Whenever: Interview with Alan Ayckbourn
This page contains extracts from a 2018 interview with Alan Ayckbourn about Whenever.Why include the theme of time travel as the main situation of the play?
Alan Ayckbourn: I have written a great deal of science fiction over my career, both for adults and younger audiences, too numerous to list here. Time travel is and always has been an important strand of science fiction writing right back to H G Wells.
Do you see the events of the play resulting from the actions of human curiosity, or that of human selfishness?
Both. For one uncle it is a genuine quest for scientific advancement, for the other an opportunity to further his own ends.
When Emily continually runs away from variations of Lucas and Charity through time, are the consequences of catastrophic events on human evolution intentional, or are these side-lined to focus on the life of the heroine?
The piece can work on various levels. Yes, she is fleeing forwards in time. We see the social changes which have occurred from Victorian times through the 20th century and then through into far the distant future. In doing so we also observe the social progress made by women and, more broadly, first the rise and then the decline of mankind in general. It is also, more slyly, the retelling of The Wizard of Oz tale, with the heroine meeting first the scarecrow, then the tin man, the cowardly lion and finally the wizard herself
What were the audience meant to learn from this play? Though classified as a 'family' play, does it offer a universal message on the effects of technological advances/time travel?
It is intended as a cautionary tale, in the way most science fiction is. “As you sow, so shall ye reap. We are creatures of free will. Our civilisation lives or dies as a result of the future paths we choose. Never truer than now!
Is the stunted language of Char Tee intended to show the results of time travel, in escaping the past, and its affectation of human extinction?
It’s a prediction that language as we know it, certainly the language of literature, will surely decline as our personal vocabularies grow smaller and as we communicate ever more tersely with increased abbreviation and the proliferation of machine code and ‘textspeak’ and ‘emoticons’.
How do you feel introducing these themes in a musical has affected their reception, and the play’s reception overall?

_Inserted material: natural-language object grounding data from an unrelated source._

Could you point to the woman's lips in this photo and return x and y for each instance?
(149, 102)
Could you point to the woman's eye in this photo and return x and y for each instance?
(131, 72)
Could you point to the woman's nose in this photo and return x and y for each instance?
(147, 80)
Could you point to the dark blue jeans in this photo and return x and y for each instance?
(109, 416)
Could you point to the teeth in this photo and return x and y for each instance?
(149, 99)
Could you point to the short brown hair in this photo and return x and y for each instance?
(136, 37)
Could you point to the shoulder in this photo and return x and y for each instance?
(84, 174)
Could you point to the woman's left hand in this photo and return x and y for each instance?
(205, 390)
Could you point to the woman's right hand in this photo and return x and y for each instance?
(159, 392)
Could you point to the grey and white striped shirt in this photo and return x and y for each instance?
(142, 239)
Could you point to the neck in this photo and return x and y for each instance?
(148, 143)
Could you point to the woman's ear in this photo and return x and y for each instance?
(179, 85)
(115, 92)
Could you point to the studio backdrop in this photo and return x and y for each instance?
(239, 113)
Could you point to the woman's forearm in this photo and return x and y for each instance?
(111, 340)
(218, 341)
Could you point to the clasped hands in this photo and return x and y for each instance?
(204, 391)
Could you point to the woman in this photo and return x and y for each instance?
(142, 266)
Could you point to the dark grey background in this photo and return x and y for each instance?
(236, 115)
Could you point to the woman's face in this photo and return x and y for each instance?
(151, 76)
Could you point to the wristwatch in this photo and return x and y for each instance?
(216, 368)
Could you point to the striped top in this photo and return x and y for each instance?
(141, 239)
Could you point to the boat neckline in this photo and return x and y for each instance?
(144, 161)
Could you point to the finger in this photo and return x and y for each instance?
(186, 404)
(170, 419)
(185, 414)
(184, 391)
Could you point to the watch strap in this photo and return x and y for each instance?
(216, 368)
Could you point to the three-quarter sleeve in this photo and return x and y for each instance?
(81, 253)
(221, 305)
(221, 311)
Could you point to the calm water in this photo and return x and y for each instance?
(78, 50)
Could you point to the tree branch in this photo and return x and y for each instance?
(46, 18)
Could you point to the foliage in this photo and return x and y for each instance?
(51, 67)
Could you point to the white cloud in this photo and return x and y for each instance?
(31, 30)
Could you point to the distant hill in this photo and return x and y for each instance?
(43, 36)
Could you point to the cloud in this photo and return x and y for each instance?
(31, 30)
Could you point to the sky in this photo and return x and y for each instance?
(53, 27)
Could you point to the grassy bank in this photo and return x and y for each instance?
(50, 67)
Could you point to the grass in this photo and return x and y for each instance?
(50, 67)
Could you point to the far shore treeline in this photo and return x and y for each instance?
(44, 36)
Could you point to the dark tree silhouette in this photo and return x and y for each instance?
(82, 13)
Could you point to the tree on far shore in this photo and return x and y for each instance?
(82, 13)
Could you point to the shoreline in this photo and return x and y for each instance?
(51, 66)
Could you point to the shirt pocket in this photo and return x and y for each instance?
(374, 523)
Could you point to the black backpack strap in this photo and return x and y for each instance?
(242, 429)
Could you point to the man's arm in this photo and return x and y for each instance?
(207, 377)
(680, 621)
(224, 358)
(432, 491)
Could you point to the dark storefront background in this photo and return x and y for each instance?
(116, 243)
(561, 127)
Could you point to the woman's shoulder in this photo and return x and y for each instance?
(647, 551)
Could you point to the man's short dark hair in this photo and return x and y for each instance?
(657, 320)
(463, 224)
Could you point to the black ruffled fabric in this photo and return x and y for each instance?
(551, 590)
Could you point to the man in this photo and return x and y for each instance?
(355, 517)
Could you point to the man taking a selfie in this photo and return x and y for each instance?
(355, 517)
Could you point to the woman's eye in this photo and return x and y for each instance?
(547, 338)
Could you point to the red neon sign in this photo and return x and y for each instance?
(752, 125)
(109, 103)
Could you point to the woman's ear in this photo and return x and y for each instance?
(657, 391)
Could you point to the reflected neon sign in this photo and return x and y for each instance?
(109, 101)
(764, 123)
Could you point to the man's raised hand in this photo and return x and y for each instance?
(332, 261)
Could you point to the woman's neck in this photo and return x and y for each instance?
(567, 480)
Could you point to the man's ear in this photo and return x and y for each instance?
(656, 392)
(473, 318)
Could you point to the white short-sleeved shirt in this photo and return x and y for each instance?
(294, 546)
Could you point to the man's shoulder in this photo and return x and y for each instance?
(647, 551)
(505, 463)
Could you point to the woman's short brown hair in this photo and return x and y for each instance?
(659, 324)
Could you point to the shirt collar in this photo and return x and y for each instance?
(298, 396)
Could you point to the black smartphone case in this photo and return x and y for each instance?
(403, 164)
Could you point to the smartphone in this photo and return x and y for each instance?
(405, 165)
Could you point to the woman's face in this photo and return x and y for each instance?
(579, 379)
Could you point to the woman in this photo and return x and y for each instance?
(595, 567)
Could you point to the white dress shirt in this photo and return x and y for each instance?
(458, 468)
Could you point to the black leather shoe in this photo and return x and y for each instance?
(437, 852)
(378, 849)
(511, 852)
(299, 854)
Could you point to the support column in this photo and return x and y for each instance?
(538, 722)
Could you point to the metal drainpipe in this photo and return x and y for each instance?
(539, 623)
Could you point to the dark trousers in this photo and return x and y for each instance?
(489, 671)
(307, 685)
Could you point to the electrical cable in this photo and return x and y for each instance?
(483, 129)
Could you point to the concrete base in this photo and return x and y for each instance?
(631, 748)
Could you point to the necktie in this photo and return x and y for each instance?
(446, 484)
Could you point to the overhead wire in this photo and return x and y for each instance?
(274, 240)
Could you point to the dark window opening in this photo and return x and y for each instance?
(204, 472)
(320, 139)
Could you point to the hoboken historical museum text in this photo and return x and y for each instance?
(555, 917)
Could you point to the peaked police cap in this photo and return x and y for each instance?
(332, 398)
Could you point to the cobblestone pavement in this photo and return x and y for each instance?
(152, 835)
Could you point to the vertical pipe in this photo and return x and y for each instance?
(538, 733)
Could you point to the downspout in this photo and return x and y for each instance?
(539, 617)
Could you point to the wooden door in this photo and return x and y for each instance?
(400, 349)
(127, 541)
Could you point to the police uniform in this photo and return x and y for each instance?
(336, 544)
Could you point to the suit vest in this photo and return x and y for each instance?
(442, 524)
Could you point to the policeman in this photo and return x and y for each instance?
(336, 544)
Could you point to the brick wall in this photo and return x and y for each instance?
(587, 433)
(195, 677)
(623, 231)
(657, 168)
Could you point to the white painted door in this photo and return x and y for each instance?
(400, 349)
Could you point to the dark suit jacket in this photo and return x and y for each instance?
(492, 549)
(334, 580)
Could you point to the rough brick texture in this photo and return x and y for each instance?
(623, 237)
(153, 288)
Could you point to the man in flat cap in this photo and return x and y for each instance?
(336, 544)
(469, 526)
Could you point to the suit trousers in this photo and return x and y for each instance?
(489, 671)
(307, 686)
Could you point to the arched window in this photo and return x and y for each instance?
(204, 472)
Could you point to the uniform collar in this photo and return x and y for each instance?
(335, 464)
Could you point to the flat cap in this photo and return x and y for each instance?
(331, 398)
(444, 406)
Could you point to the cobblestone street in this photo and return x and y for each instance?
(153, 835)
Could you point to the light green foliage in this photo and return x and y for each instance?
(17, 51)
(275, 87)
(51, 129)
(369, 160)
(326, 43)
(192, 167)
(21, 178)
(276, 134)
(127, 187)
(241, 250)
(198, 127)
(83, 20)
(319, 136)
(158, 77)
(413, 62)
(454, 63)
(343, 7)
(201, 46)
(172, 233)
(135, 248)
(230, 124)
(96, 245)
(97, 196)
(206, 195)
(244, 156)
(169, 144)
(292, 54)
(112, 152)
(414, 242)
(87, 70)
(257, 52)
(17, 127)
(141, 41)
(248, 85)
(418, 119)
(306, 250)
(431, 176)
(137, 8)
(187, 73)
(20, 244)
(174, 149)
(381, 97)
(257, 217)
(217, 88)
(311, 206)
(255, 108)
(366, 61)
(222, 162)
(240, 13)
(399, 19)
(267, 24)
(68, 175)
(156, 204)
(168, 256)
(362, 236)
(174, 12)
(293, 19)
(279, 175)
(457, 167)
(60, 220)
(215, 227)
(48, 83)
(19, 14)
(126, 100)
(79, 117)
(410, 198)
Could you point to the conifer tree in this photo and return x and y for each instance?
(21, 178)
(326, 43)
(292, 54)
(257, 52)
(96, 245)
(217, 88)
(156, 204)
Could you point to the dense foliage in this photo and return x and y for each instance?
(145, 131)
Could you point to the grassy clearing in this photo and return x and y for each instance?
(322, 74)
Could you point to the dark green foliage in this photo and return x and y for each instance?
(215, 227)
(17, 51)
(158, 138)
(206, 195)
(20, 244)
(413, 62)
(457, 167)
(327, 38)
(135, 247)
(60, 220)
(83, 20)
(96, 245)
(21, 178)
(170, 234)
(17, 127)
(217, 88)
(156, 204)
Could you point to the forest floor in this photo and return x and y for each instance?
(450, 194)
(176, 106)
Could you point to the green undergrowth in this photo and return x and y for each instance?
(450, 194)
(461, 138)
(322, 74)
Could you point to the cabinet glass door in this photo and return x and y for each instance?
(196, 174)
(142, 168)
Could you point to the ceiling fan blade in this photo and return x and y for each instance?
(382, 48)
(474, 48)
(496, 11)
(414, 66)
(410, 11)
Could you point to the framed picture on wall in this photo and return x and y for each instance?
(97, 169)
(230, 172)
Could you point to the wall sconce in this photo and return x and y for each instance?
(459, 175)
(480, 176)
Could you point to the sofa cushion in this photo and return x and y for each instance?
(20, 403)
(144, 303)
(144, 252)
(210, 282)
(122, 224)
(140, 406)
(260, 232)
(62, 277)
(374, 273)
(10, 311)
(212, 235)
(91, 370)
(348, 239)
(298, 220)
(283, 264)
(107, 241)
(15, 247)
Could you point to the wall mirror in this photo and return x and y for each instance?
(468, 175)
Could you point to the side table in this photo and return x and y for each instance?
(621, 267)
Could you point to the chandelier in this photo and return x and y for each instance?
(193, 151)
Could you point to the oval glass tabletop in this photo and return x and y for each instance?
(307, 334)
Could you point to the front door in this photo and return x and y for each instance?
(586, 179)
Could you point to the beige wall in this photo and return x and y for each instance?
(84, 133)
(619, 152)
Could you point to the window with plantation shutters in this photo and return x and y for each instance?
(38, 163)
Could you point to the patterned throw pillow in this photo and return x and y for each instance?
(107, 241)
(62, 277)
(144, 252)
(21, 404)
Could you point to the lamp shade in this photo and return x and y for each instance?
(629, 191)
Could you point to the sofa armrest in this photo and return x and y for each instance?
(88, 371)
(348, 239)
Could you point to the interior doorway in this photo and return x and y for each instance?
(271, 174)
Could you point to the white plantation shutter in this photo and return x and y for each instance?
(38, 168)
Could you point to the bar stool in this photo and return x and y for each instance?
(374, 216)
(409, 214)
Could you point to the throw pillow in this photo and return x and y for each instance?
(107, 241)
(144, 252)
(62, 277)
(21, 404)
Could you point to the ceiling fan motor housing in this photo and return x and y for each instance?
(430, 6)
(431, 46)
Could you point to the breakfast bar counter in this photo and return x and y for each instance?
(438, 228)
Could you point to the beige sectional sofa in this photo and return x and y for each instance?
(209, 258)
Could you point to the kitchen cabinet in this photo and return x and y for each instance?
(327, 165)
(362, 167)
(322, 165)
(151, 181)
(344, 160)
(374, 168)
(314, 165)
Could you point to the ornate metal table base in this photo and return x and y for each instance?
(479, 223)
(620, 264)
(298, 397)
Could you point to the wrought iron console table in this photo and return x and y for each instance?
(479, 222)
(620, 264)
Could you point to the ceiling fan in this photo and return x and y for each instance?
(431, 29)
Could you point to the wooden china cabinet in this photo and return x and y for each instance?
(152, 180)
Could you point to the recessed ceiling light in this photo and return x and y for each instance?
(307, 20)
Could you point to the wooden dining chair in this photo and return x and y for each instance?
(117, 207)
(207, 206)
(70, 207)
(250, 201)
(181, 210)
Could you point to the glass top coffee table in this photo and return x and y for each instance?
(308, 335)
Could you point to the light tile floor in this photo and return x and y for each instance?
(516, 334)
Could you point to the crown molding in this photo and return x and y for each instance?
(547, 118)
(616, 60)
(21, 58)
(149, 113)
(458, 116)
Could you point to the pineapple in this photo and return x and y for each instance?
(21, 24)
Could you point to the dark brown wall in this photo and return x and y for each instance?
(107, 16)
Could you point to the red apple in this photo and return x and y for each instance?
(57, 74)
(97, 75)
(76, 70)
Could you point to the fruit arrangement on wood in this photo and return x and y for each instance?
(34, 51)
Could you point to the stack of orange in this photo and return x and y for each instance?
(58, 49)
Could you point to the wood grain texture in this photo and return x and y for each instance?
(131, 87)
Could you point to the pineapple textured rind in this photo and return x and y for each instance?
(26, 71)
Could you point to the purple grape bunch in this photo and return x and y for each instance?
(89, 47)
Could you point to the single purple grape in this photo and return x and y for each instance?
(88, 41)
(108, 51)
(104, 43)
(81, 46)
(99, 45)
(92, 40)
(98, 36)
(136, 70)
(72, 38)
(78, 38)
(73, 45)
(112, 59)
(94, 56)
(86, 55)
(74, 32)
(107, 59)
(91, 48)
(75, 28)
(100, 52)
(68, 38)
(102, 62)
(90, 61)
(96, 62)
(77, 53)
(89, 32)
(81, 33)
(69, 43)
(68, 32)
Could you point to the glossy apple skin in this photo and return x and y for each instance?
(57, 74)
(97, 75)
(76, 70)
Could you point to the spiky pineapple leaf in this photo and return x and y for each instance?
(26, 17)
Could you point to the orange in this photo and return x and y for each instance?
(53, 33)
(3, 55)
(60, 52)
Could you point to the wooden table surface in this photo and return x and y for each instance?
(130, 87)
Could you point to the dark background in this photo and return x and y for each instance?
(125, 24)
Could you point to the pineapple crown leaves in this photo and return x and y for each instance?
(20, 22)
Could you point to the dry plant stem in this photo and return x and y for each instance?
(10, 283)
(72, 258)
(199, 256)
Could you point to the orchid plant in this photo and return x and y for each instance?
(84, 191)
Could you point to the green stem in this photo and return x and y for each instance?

I thought it interesting to feature such inherently serious issues into a musical, unusual at the time and still quite rare today. An audience for a musical is never usually encouraged to take in the words. After all it’s the music they’ve come to hear and spectacle to look at. I guess some of the audience weren’t quite ready for something pitched at this level and some of them may have found it a bit “heavy”. But so long as a few of them took something away with them to think about, I’m happy. After all, what’s more important than the future of humanity? Unlike in Whenever, none of us gets a second chance.